The strikers were poised to raise awareness for the crisis that is global warming. The heart of the problem is the significantly increased rate at which greenhouse gases, such as carbon dioxide and methane, are released into the atmosphere by human activity and causing Earth’s rapid heating.
The Intergovernmental Panel for Climate Change (ICPP) created by the United Nations has found that global warming is a real threat to the world and human life, and that it is being accelerated by humans.
The strikers believe the planet’s warming can be slowed by a collective effort among all people and institutions to make large moves in reducing harm to the environment. As one of the last speakers said at the strike, “If we all work together and do big things, we can make big changes.”
The marchers began their climate strike on the green itself. They walked around one side of the Club Fair and then stopped beside the art gallery. Here, people put on headpieces made to look like elephants, reindeer, and other animals. A person in the mix shouted, “Are we ready to march for our current climate situation?” The strikers responded with a loud “Yes!” The attention of club members and fairgoers had been grabbed. They watched as the group raised their signs and moved forward toward Main St.
They marched down Main until they reached the gazebo across from the courthouse in downtown Farmington. Along the way, other strikers joined in and the line stretched fifty feet down the sidewalk. Passing drivers honked their horns and waved at the procession. At the gazebo, people of all ages had already gathered: there were elementary school children standing with their parents, middle and high schoolers, members of the UMF community and other residents of Farmington.
In their hands were their own signs: “10 Yrs to Change” on one lady’s fiery orange poster, “The Thermometer is Neither Conservative nor Liberal” on another. Professor Éireann Lorsung of the English department hoisted a sign displaying a modified line from Shakespeare, “Shall I compare thee to an unlive-ably hot summer’s day?. . .No planet, no poetry.” Her sign included the fact that July 2019 was about 1.2℃ (34.16℉) warmer than the pre-Industrial era.
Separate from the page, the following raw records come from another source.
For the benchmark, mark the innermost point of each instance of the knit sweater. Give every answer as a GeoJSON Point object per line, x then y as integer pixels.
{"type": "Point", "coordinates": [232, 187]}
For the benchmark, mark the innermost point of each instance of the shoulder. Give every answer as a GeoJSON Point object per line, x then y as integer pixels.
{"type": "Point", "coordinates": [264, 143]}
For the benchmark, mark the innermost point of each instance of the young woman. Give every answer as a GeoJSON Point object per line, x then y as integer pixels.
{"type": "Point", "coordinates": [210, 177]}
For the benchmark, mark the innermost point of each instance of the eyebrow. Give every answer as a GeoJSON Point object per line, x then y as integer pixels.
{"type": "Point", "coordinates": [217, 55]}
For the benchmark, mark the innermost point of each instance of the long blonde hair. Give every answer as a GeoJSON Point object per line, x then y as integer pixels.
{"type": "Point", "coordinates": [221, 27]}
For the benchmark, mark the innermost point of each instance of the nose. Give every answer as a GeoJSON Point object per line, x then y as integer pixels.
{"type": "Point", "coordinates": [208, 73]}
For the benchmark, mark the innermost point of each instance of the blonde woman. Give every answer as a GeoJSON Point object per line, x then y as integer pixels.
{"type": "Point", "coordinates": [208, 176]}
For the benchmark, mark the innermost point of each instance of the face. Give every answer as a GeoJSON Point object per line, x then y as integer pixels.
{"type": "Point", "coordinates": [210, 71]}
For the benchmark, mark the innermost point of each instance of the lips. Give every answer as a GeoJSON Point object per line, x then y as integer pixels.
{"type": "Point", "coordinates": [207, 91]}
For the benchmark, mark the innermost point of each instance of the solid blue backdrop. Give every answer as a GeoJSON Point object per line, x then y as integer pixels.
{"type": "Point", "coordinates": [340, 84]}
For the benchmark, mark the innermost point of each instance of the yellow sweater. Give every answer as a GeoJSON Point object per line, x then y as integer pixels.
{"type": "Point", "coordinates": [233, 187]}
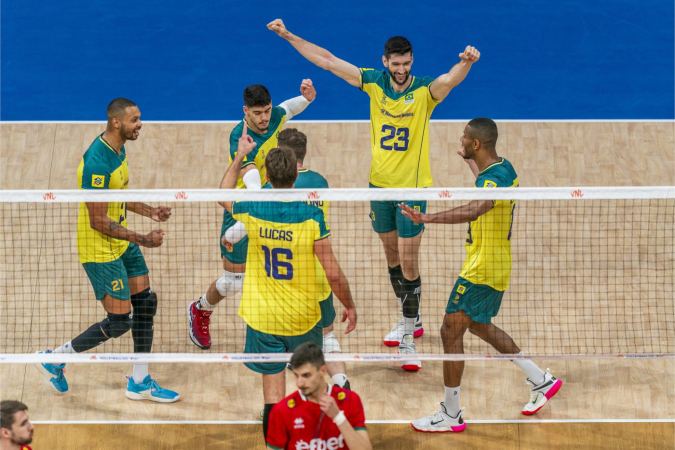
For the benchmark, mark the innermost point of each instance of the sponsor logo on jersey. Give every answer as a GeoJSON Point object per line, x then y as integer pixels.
{"type": "Point", "coordinates": [320, 444]}
{"type": "Point", "coordinates": [98, 180]}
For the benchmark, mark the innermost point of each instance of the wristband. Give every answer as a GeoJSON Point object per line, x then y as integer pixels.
{"type": "Point", "coordinates": [340, 418]}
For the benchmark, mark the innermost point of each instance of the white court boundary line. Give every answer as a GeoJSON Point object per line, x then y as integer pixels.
{"type": "Point", "coordinates": [57, 358]}
{"type": "Point", "coordinates": [214, 195]}
{"type": "Point", "coordinates": [258, 422]}
{"type": "Point", "coordinates": [197, 122]}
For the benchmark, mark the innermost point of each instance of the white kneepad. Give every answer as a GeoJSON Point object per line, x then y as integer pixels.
{"type": "Point", "coordinates": [330, 343]}
{"type": "Point", "coordinates": [230, 284]}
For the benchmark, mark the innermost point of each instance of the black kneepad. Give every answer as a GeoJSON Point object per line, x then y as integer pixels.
{"type": "Point", "coordinates": [115, 325]}
{"type": "Point", "coordinates": [145, 304]}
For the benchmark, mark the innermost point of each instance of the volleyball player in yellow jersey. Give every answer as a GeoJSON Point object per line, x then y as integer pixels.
{"type": "Point", "coordinates": [477, 295]}
{"type": "Point", "coordinates": [283, 288]}
{"type": "Point", "coordinates": [111, 257]}
{"type": "Point", "coordinates": [263, 122]}
{"type": "Point", "coordinates": [400, 108]}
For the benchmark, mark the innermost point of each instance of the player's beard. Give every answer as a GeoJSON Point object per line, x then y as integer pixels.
{"type": "Point", "coordinates": [393, 78]}
{"type": "Point", "coordinates": [128, 134]}
{"type": "Point", "coordinates": [24, 441]}
{"type": "Point", "coordinates": [468, 153]}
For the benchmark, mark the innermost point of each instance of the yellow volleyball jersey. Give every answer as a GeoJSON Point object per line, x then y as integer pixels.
{"type": "Point", "coordinates": [399, 131]}
{"type": "Point", "coordinates": [264, 143]}
{"type": "Point", "coordinates": [308, 179]}
{"type": "Point", "coordinates": [282, 288]}
{"type": "Point", "coordinates": [488, 242]}
{"type": "Point", "coordinates": [101, 168]}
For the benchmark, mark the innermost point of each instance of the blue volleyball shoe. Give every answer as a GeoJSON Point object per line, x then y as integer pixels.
{"type": "Point", "coordinates": [53, 374]}
{"type": "Point", "coordinates": [150, 390]}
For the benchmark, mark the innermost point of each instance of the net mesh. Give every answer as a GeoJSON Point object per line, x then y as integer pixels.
{"type": "Point", "coordinates": [591, 275]}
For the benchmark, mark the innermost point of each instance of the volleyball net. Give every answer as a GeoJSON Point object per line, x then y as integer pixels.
{"type": "Point", "coordinates": [592, 272]}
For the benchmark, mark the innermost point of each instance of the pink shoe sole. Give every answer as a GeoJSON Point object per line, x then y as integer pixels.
{"type": "Point", "coordinates": [417, 333]}
{"type": "Point", "coordinates": [551, 392]}
{"type": "Point", "coordinates": [458, 429]}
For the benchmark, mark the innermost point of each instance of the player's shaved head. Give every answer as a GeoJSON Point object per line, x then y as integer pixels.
{"type": "Point", "coordinates": [256, 95]}
{"type": "Point", "coordinates": [295, 140]}
{"type": "Point", "coordinates": [282, 168]}
{"type": "Point", "coordinates": [398, 45]}
{"type": "Point", "coordinates": [118, 107]}
{"type": "Point", "coordinates": [308, 353]}
{"type": "Point", "coordinates": [483, 130]}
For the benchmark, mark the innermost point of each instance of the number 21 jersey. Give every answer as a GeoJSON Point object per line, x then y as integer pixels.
{"type": "Point", "coordinates": [399, 131]}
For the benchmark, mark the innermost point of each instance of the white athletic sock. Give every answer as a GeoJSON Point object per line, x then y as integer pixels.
{"type": "Point", "coordinates": [409, 326]}
{"type": "Point", "coordinates": [204, 304]}
{"type": "Point", "coordinates": [533, 372]}
{"type": "Point", "coordinates": [339, 379]}
{"type": "Point", "coordinates": [66, 348]}
{"type": "Point", "coordinates": [140, 372]}
{"type": "Point", "coordinates": [452, 401]}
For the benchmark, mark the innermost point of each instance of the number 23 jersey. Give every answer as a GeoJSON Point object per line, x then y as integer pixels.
{"type": "Point", "coordinates": [399, 131]}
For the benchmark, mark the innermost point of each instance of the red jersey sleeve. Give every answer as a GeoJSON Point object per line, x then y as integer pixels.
{"type": "Point", "coordinates": [277, 434]}
{"type": "Point", "coordinates": [355, 413]}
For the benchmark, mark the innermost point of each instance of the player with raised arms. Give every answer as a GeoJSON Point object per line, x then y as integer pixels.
{"type": "Point", "coordinates": [283, 288]}
{"type": "Point", "coordinates": [477, 294]}
{"type": "Point", "coordinates": [400, 109]}
{"type": "Point", "coordinates": [111, 257]}
{"type": "Point", "coordinates": [262, 122]}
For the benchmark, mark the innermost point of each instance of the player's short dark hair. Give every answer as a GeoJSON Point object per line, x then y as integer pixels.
{"type": "Point", "coordinates": [256, 95]}
{"type": "Point", "coordinates": [118, 107]}
{"type": "Point", "coordinates": [485, 130]}
{"type": "Point", "coordinates": [306, 353]}
{"type": "Point", "coordinates": [7, 410]}
{"type": "Point", "coordinates": [398, 45]}
{"type": "Point", "coordinates": [282, 167]}
{"type": "Point", "coordinates": [295, 140]}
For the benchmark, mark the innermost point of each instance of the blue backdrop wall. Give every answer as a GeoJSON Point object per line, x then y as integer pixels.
{"type": "Point", "coordinates": [191, 60]}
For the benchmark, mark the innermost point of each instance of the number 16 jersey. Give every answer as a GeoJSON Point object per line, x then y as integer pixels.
{"type": "Point", "coordinates": [282, 289]}
{"type": "Point", "coordinates": [399, 131]}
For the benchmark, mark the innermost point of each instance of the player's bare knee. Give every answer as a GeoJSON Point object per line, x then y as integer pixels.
{"type": "Point", "coordinates": [116, 325]}
{"type": "Point", "coordinates": [230, 284]}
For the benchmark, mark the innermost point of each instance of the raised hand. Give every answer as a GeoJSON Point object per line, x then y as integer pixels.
{"type": "Point", "coordinates": [278, 27]}
{"type": "Point", "coordinates": [307, 90]}
{"type": "Point", "coordinates": [328, 405]}
{"type": "Point", "coordinates": [227, 244]}
{"type": "Point", "coordinates": [349, 314]}
{"type": "Point", "coordinates": [152, 240]}
{"type": "Point", "coordinates": [160, 214]}
{"type": "Point", "coordinates": [246, 143]}
{"type": "Point", "coordinates": [470, 54]}
{"type": "Point", "coordinates": [412, 214]}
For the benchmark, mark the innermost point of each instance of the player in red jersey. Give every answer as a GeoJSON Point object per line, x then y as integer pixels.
{"type": "Point", "coordinates": [16, 431]}
{"type": "Point", "coordinates": [317, 415]}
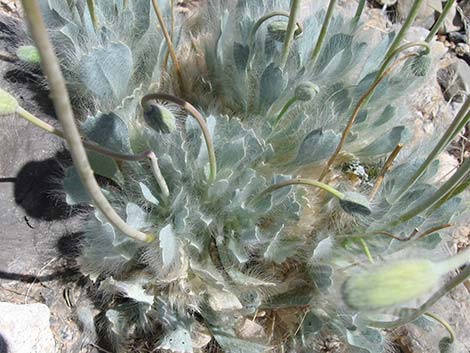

As the protest gained attention, some ideological contentions arose when onlookers voiced differing opinions from those of the protesters. A group of motorcyclists drove by while a UMF student spoke and one of riders yelled, “Why don’t you run for president?” “Go Trump!” was yelled by some passing motorists as they revved their engines.
However, some commuters slowed to read each of the signs or gawk at the person in the fish headpiece who stood by the side of the road. A firefighter in his truck had asked a few questions about the strike while waiting for the stoplight to turn green.